Bosch miró sorprendido a Irving, que tenía el rostro congestionado de rabia.

– Hace menos de una hora completaron el análisis de balística -dijo Irving-. Las tres balas extraídas del cadáver de Howard Elias eran idénticas a las disparadas en el laboratorio de armas de fuego con la Smith and Wesson de nueve milímetros del detective Francis Sheehan. El detective Sheehan mató a esas personas en el funicular. Y punto. Algunos de nosotros creíamos en esa posibilidad pero nos dejamos convencer por usted, detective Bosch. Ahora esa posibilidad es un hecho, pero el detective Sheehan ya no está.

Bosch estaba tan estupefacto que no podía articular palabra.

– Esto lo hace por el viejo -consiguió decir al cabo de unos instantes-. Por Kincaid. Usted prefiere…

Rider agarró a Bosch del brazo para impedir que se suicidara profesionalmente. Pero Bosch se soltó y señaló la sala de estar, donde se hallaban los cadáveres.

– … traicionar a uno de los suyos con tal de proteger a esa gente. ¿Cómo ha sido capaz de hacerlo? ¿Cómo ha podido hacer ese trato con ellos? ¿No le remuerde la conciencia?

– ¡Se equivoca! -gritó Irving.
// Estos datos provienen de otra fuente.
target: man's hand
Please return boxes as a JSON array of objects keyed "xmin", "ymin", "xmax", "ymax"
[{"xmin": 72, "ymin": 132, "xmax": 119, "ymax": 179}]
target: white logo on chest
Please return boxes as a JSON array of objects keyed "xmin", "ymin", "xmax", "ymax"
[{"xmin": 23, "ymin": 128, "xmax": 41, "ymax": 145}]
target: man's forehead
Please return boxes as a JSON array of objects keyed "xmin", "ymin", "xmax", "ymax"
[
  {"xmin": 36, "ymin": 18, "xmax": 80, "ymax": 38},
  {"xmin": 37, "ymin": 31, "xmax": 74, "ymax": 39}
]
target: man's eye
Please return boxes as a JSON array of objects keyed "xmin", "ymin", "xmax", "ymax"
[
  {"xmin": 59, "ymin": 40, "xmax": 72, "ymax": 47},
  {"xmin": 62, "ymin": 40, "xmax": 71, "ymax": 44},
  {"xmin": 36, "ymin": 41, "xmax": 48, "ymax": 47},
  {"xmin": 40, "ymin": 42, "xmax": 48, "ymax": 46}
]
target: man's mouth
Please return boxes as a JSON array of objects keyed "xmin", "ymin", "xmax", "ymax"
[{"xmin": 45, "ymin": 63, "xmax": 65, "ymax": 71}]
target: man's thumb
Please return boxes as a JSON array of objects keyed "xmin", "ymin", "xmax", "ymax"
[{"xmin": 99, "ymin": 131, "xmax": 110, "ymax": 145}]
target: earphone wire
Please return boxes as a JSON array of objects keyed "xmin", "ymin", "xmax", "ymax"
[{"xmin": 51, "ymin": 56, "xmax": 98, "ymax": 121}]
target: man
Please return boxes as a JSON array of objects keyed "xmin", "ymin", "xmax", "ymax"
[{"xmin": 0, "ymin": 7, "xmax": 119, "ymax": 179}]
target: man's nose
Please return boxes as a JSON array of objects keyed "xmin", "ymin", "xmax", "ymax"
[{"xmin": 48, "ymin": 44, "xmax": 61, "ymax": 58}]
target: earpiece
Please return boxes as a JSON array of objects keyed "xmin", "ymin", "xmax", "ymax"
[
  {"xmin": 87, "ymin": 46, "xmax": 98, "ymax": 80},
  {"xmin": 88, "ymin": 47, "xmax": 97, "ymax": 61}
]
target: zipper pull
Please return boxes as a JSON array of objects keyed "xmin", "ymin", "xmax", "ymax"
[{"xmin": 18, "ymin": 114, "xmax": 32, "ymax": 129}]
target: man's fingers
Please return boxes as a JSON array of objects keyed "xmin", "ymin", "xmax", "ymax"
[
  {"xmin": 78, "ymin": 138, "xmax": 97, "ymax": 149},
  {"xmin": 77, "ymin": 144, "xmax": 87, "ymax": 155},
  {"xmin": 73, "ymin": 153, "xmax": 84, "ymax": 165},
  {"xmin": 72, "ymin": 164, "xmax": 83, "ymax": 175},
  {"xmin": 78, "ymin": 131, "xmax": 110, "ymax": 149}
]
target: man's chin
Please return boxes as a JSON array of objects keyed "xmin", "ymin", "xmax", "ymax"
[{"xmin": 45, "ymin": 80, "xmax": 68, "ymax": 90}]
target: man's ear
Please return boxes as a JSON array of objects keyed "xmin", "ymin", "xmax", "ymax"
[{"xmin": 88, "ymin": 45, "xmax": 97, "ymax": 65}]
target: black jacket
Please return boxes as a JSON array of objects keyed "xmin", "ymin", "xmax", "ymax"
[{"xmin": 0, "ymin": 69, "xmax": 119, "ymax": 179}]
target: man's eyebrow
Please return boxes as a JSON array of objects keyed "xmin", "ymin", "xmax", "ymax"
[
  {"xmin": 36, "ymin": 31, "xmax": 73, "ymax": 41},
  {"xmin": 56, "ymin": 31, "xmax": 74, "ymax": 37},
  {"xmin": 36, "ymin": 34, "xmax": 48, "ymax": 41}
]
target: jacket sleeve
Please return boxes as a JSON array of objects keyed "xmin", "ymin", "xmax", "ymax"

Luego, más calmado, repitió-: Se equivoca, y yo podría hundirlo por lo que acaba de decir.

Bosch guardó silencio pero sostuvo la mirada del subdirector.

– La ciudad demanda justicia para Howard Elias -dijo Irving-. Y también para la mujer que murió asesinada en Angels Flight. Usted les ha privado de ese derecho, detective. Permitió que Sheehan se nos escapara. Arrebató a la gente de Los Ángeles el derecho a que se haga justicia, y no se lo van a agradecer. ¡Todos vamos a pagar las consecuencias!

33

El plan consistía en celebrar la rueda de prensa cuanto antes, mientras seguía lloviendo, y aprovechar la circunstancia para mantener a la multitud -una multitud enfurecida- fuera de las calles. El equipo investigador fue reunido junto a la pared del fondo de la sala. El jefe de la policía y Gilbert Spencer, del FBI, presidirían la rueda de prensa y responderían a todas las preguntas. Era el procedimiento habitual en una situación tan delicada como aquélla. El jefe de la policía y Spencer sabían poco más que lo que decía el comunicado. Por tanto, podían responder fácilmente a preguntas sobre los pormenores de la investigación con comentarios como «no estoy informado del tema» o «que yo sepa no».